So excited for Thanksgiving coming up. Not that this semester has not been great, but as it is winding down, I am really excited to visit with friends and family. It will be nice to have a couple of home cooked meals as well as some fun dinners out. Definitely looking forward to a good sandwich from J's Deli and one from Kay's as well. It will be nice to rehear the old stories and what new trouble that people have gotten into. It will be nice to tell them mine. There is something special about homecomings in that way. These are the people who knew you before and share secrets that no one else likely ever will. People who have seen you truly develop and change infront of them some in your mind for better or worse. It is hard how to value how people change but those from your home can clearly see it more than any other and it makes a relationship with them really special. It's interesting how in some ways we change back into an older version of ourself to interact with your friends from home. There is something magical about those old relationships but there is something tiring about it as well.

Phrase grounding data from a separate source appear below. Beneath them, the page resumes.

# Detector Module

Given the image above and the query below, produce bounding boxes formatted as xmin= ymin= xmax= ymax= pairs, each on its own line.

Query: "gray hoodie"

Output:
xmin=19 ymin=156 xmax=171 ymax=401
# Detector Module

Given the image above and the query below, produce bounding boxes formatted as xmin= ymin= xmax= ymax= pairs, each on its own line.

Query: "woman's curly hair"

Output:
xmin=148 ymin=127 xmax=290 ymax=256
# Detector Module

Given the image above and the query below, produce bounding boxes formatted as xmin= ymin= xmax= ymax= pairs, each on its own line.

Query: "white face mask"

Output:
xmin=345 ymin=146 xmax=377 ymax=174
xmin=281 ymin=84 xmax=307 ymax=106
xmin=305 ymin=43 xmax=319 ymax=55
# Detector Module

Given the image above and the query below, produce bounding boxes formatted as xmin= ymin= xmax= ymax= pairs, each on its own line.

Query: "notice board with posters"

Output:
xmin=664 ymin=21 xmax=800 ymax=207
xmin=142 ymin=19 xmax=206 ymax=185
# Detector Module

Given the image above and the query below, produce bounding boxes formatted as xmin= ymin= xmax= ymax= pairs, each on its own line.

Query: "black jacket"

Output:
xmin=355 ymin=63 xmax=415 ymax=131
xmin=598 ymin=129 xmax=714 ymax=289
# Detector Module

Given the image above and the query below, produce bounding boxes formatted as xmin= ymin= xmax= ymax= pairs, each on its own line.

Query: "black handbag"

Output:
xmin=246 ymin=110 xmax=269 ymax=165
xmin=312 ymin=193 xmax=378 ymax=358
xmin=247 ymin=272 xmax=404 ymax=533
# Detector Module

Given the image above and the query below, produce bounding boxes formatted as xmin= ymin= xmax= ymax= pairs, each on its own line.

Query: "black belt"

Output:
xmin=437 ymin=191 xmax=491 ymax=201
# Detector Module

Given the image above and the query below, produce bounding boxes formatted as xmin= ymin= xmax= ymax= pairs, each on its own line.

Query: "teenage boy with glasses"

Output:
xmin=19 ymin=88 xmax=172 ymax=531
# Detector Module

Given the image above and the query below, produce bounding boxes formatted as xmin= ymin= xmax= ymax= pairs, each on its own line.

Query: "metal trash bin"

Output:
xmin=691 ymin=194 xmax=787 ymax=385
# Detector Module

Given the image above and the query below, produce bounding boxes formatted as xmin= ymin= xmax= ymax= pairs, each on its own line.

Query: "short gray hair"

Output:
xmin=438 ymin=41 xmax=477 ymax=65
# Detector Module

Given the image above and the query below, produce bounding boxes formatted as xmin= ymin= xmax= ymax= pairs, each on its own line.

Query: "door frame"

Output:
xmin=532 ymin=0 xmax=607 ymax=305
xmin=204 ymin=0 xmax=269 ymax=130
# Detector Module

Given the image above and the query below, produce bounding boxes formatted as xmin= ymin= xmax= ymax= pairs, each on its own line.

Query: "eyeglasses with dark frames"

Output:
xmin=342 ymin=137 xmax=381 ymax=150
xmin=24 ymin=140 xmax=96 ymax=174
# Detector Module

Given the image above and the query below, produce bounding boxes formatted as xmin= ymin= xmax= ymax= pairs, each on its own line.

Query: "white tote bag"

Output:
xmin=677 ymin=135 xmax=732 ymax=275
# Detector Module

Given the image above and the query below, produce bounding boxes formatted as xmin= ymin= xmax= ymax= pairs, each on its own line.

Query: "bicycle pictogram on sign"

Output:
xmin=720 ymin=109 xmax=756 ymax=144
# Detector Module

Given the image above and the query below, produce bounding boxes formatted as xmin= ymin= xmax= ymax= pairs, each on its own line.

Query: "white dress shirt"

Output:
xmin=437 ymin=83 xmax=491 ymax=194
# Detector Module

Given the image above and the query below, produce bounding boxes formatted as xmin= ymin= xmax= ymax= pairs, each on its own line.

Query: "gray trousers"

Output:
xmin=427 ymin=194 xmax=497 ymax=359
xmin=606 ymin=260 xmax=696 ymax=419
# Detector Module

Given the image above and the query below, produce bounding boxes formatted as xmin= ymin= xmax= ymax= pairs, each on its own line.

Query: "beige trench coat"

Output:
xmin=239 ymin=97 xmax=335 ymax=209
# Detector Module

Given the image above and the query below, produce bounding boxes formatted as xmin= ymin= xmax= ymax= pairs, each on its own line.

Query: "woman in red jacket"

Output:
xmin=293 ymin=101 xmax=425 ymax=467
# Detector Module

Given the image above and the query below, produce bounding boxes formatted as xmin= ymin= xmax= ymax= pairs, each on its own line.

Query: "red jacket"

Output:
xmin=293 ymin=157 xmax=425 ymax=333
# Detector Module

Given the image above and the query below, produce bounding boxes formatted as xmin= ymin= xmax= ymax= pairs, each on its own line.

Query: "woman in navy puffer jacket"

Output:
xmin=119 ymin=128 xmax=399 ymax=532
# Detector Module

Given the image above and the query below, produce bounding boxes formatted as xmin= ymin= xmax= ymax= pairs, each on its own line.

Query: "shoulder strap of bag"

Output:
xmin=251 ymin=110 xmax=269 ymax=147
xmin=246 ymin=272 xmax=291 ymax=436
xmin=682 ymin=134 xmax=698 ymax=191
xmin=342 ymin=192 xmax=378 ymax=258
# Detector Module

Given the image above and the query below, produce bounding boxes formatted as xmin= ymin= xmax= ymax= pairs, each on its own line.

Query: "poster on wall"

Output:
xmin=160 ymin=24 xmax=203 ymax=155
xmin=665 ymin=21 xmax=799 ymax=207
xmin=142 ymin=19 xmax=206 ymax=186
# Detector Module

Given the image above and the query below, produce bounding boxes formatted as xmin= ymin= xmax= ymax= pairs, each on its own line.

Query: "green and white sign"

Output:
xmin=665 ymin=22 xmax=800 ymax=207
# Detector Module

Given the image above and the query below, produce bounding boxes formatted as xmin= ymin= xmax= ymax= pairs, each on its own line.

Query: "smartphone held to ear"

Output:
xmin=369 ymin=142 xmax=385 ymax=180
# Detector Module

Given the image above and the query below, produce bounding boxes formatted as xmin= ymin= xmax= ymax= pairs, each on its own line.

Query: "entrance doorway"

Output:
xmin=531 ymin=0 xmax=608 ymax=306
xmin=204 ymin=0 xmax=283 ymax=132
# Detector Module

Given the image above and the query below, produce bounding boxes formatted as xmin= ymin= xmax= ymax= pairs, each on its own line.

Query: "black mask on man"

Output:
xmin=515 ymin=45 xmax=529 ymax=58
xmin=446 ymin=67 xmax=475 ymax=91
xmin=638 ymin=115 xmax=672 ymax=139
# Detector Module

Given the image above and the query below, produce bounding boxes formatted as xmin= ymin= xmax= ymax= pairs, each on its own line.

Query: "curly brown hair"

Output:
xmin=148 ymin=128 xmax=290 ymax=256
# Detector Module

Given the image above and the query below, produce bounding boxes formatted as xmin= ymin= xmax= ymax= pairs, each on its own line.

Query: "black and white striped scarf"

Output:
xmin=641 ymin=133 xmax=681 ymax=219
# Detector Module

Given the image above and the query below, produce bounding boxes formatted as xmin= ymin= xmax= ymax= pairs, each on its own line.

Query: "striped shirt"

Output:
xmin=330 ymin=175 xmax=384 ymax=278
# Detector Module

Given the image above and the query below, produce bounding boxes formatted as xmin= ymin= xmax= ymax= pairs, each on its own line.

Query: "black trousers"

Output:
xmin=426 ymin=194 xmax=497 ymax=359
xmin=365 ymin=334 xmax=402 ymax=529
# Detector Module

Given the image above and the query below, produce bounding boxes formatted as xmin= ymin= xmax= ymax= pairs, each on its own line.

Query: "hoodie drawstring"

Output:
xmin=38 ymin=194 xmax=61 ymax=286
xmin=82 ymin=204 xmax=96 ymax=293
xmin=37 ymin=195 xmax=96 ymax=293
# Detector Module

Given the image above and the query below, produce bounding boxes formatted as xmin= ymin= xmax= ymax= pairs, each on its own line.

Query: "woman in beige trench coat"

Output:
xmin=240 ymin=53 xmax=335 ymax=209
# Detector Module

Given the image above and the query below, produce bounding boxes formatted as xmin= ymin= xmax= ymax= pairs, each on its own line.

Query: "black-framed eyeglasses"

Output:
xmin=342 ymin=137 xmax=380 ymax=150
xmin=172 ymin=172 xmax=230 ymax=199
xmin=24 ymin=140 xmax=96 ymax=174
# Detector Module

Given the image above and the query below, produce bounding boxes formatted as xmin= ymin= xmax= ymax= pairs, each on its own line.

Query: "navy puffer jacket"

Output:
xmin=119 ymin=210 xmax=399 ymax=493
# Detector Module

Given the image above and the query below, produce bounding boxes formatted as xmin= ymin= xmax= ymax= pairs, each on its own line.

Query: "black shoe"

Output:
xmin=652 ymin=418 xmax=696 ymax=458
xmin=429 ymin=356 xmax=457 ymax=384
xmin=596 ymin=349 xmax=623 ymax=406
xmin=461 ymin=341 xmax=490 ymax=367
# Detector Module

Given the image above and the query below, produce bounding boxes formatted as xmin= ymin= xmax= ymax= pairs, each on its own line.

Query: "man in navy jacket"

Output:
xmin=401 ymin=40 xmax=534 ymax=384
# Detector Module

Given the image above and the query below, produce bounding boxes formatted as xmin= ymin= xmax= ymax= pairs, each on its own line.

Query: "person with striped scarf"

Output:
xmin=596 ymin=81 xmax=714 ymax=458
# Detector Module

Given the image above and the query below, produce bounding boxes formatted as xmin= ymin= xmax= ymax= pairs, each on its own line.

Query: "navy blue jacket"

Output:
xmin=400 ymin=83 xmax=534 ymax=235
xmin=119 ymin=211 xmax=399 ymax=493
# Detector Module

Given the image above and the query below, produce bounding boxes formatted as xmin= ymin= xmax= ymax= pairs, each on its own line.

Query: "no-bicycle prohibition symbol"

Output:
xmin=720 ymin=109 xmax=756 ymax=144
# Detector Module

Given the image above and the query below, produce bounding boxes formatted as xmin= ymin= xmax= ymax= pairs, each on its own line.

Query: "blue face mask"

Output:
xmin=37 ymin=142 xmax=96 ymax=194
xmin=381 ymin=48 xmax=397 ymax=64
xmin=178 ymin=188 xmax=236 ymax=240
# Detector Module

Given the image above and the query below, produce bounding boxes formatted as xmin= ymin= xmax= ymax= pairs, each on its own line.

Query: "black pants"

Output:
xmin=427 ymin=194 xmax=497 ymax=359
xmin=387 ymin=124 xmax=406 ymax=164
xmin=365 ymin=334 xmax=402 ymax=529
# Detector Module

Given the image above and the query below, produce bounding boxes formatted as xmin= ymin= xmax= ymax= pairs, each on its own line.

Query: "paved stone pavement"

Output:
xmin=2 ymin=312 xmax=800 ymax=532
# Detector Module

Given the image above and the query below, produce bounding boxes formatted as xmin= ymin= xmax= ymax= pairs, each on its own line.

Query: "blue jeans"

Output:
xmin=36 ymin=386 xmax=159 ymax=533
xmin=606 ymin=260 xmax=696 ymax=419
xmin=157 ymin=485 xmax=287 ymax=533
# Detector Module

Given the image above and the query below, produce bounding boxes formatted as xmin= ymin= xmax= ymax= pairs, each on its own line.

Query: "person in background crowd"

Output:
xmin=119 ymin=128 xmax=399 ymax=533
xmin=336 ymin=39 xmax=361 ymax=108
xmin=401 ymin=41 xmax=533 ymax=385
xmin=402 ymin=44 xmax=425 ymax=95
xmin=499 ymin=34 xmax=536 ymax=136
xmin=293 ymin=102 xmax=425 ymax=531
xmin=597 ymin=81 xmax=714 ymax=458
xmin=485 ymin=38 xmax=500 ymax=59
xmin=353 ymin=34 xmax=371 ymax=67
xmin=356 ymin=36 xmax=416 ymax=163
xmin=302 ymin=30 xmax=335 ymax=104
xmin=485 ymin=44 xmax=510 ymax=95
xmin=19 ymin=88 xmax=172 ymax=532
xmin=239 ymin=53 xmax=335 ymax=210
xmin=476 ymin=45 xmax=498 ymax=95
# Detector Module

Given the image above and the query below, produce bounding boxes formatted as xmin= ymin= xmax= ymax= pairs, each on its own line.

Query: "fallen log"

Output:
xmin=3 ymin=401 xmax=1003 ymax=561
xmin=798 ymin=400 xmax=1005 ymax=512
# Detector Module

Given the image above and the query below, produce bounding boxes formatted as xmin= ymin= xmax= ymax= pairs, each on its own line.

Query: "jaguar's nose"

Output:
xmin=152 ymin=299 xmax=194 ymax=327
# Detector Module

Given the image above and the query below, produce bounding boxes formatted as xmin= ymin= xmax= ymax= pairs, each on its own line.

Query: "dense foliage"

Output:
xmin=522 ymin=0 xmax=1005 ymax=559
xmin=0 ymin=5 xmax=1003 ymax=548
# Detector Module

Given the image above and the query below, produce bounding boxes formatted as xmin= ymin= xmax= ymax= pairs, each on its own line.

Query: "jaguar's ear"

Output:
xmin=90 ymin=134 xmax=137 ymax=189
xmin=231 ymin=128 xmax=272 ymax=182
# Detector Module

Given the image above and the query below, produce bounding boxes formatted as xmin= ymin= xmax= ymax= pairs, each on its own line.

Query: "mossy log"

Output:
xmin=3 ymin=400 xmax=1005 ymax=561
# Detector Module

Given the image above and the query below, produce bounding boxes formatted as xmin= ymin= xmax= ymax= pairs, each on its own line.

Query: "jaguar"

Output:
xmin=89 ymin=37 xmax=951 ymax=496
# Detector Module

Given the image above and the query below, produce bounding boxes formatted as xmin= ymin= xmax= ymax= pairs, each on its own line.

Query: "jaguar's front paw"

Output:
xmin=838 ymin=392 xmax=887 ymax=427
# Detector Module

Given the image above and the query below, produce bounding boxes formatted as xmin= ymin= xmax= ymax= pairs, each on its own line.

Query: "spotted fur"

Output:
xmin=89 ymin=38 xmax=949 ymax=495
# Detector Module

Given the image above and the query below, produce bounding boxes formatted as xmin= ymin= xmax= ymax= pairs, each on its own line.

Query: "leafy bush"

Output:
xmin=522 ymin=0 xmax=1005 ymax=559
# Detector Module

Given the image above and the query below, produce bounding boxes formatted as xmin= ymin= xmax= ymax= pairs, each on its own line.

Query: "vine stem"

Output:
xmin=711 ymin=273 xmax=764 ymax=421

You want to show people how you've changed or that you have, but in truth you are forced to see them as not completely changed but just a modified version of what we used to be. Someone who is not that far removed from where they had came from. Its hard to say if we have moved forward or around those friends if we will always be who we were the last time we saw them. My growth away from home has not been with them and our relationships haven't grown over time but most have decayed and suffered from neglect. Distance plays a large part in this and it is tough to grow or relate what we now fear or dream of to those that are thousands of miles away. It is tough to jump into telling them that we used to think or fear is no longer a focus but instead we are curious about quite a bit more. I love and hate it sometime, how hard it is to explain how hard you've changed or with them have not changed because of lack of growth together.
I often worry about how they grow. Is it in a direction they want? Are they settling? Is it worth for me to be here doing what I am doing? I don't know there are no real answers. I feel often that they are growing away from me and that makes me sad. I wish I could grow more with some of them to pull them and have them push me forward but we cannot hope for that anymore. There are others who have taken their place here for me in some wayse and other times it is no one but myself who pushes for more. I hope everyone is doing what will make them most happy. I hope that I am too.
Overall it will be good, it is fun to see these people and not too overwhelming or disappointing when it is not necessarily as magical as you hoped it would be. I hope I can be happy with the choices they've made and the choices I've made and we can work harder to influence and grow together like we once did. Either way the food will be good and so will the drinks and the memories will flow and taste as sweet if not sweeter when they first came to fruition. All memory seems to sweeten in that way take on a more pleasing taste the bad ones are let go and we come to embrace the good times, the fun ones and we can laugh at the bad times and smile about the good. Hopefully we can build more with each other as we grow older as well.